Nas próximas linhas, o correspondente informa que o número de mortos por dengue no Rio este ano já supera o total da epidemia anterior, em 1991, e que o prefeito trocou a prefeitura por um escritório improvisado no Planetário, localizado num bairro "menos contaminado".

Matussek relata a nova rotina de preocupações criada com a epidemia. Todos os dias, examinar os filhos ao chegar do colégio, em busca de pontos vermelhos na pele. Observar sangramentos no nariz. Passar repelente no corpo "a cada meia hora, da cabeça aos pés". E avisa: "O resto é loteria."

"Os vermes cubanos odeiam apenas a dengue, assim como um bom revolucionário seu inimigo de classe"

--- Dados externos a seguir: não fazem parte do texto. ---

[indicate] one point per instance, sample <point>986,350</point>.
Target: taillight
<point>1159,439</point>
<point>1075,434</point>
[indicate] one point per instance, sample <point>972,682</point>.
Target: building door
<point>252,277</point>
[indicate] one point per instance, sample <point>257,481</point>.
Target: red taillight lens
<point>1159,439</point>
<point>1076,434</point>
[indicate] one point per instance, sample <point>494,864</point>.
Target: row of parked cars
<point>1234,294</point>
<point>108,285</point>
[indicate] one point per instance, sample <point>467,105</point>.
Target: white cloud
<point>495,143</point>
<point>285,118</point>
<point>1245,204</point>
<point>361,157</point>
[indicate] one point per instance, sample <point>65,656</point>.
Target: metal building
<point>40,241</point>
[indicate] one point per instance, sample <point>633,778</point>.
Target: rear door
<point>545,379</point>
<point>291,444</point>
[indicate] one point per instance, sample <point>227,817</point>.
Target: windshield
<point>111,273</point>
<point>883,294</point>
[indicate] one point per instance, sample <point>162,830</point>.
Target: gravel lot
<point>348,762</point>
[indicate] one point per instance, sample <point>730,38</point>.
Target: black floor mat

O autor volta a falar de política quando explica que São Paulo permanece poupada pela epidemia. "Lá, a prevenção funciona claramente melhor, há mais recursos à disposição, o que já levou à formulação de uma teoria da conspiração", conta o jornalista, referindo-se ao fato de o ministro da Saúde, José Serra, ser um paulista. E conclui: "Os brasileiros tendem à teoria da conspiração para desculpar sua própria negligência. Neste caso, não há desculpas para desleixos e escândalos feitos em casa."

Os leitores de Spiegel Online ficam sabendo ainda que "o mosquito da dengue pode ser democrático, mas não o tratamento a sua infecção". O autor informa sobre o fechamento dos postos de saúde na pobre Zona Oeste do Rio e da recusa de hospitais particulares em atender a população miserável.

Ao encerrar seu relato, Matussek conta que "as esperanças agora estão depositadas em Fidel Castro". Governada pelo ex-guerrilheiro, Cuba enviou 50 milhões de vermes para a cidade de Niterói, vizinha ao Rio. Os vermes se alimentam das larvas do mosquito. "Eles são a bioguerrilha contra a dengue. Tudo o mais eles deixam em paz. Pelo visto, eles odeiam apenas a dengue, assim como um bom revolucionário seu inimigo de classe."